Confocal microscopy was performed with a Zeiss LSM 710 laser-scanning confocal microscope (Carl Zeiss). GFP was excited with the excitation beam splitter MBS 488, and emission was measured with an emission filter set at 493 to 550 nm. Image analysis was performed with ZEN software (Carl Zeiss). Representative images from at least 2 independent biological repeats are shown in this study.
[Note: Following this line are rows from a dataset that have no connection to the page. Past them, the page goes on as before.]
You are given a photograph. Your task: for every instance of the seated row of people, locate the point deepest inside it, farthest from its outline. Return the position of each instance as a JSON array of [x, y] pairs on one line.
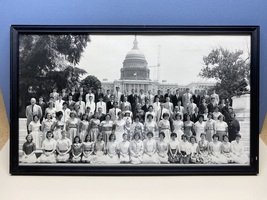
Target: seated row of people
[[136, 151]]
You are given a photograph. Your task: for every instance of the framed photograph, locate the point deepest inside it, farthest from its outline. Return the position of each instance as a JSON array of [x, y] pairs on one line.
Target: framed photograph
[[134, 100]]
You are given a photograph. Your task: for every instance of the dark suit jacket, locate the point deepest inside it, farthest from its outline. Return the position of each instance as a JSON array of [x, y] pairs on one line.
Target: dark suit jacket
[[175, 100], [110, 105]]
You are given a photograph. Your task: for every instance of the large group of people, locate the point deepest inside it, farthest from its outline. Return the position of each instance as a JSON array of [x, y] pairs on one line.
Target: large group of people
[[138, 128]]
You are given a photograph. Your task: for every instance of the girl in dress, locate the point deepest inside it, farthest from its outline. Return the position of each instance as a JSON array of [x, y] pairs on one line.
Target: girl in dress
[[193, 150], [46, 125], [112, 150], [72, 126], [34, 129], [178, 126], [58, 125], [174, 149], [203, 149], [136, 149], [119, 127], [210, 127], [237, 148], [165, 126], [138, 127], [83, 127], [151, 126], [162, 149], [94, 126], [215, 151], [226, 149], [124, 148], [221, 127], [51, 110], [29, 151], [199, 127], [49, 148], [185, 150], [106, 128], [188, 126], [76, 149], [150, 149], [99, 150], [63, 147], [88, 149]]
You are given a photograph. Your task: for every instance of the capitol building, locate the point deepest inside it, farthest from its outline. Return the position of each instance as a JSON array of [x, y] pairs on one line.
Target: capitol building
[[135, 74]]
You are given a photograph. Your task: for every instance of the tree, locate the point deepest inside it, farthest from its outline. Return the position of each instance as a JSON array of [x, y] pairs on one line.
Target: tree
[[230, 69], [47, 61], [90, 82]]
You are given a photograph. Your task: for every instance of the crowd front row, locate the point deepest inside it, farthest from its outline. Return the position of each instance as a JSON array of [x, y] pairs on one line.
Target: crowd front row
[[136, 150]]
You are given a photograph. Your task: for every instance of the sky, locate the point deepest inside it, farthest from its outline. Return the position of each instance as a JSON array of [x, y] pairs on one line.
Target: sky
[[180, 56]]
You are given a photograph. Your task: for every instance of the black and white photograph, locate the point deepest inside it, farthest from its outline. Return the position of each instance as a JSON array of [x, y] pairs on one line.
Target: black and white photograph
[[129, 100]]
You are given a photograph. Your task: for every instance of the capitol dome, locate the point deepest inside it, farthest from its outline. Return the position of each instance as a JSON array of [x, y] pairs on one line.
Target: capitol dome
[[135, 65]]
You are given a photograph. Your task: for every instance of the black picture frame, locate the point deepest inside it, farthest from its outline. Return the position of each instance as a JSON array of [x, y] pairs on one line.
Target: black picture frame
[[138, 170]]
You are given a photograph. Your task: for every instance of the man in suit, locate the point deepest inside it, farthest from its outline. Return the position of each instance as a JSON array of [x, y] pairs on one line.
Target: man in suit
[[32, 110], [146, 106], [186, 98], [114, 111], [161, 111], [196, 98], [110, 104], [176, 98], [132, 99]]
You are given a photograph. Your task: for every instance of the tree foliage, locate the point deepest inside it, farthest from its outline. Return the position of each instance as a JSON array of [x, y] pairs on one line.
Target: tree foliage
[[230, 69], [47, 61], [90, 82]]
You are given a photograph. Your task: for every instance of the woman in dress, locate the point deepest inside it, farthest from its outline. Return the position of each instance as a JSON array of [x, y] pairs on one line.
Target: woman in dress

Physiological Measurements.

To analyze hypocotyl length, evenly spaced seedlings were grown on plates under the light conditions and photoperiod indicated in the figures. At the specified time, seedlings were scanned, and images were analyzed using NIH ImageJ software (https://imagej.nih.gov/ij/).

GA sensitivity assays at different ZTs were performed as previously described (16) with minor modifications. Briefly, seedlings were grown on filter papers placed on 0.5× LS, 0.8% agar, 0.2 µM PAC plates for 3 d in SDs. On the fourth day, filter papers containing 4-d-old seedlings were transferred at ZT0, 7, 12, or 20 for 1 h to petri dishes with 5 mL of 0.5× LS liquid medium containing 0.1 μM GA4 (Sigma) and 0.2 μM PAC (GA treatment) or just 0.2 μM PAC (mock). After the treatment, the filter papers with the seedlings were rinsed 3 times for 20 min in petri dishes containing liquid 0.5× LS with PAC 0.2 μM. After the washes, seedlings were transferred to new sterile filter papers, placed on fresh 0.5× LS, 0.2 μM PAC plates, and returned to SD conditions. GA treatments were applied during 2 consecutive days (fourth and fifth days), and hypocotyl length was measured on day 6. Hypocotyl length increase upon GA4 treatment at the different ZTs was calculated as the difference between GA4-treated plants and mock-treated controls.

For heat-shock treatments to induce the expression of gai-1D, plates containing seedlings of the different genotypes grown in SDs were incubated at ZT12 for 10 min at 37 °C in darkness, while control seedlings were kept at 22 °C. Heat treatments were applied at days 3, 4, 5, and 6. Hypocotyl length was measured on day 7.